Melanie responded. I could just imagine her lips pursed. “Don’t even try it, Peyton. Who’s that wearing your hoodie?”

“Oh, that’s Simone wearing my hoodie. She’s a new temp that started today. She got cold so I offered her my hoodie.”

"Mmmm, well, anyway, I need you to pick up Jada and Briante’ from the library. My job needs me to come in since Dawn called out sick.” I puffed. Melanie worked part time at Lady Foot Locker besides working full-time as a customer service representative at Blue Cross. I don’t know why Melanie keep letting those people use her. It’s good because it’s more money for us especially with our upcoming wedding, but they were always calling her like she was their only employee. One time the motha suckas even called her on one of her personal days off.

“All right.” I said sourly.

“Thanks, boo.” She said. “I’ll see you when I get home.”

“All right, bye.” I said into the phone. After Melanie said goodbye I rested my Iphone onto the table.

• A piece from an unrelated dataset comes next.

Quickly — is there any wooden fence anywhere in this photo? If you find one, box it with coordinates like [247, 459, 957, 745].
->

I watched Simone pick up her container that had her General Tso’s chicken inside it and threw it into the trash can. “Let me get back to work. Thanks for ordering Chinese food. It was really good especially the shrimp roll.”

“No problem.” I smiled at her. Although I wasn’t too thrilled with Melanie working at Foot Locker tonight all of that went out the door when Simone’s luscious lips parted into a smile. I admired her round, firm cakes in those tight jeans she had on and watched her head back inside the maintenance room for the second time. It didn’t make any sense for a female to be both beautiful and bootyful. It’s women like her that can get a guy in trouble.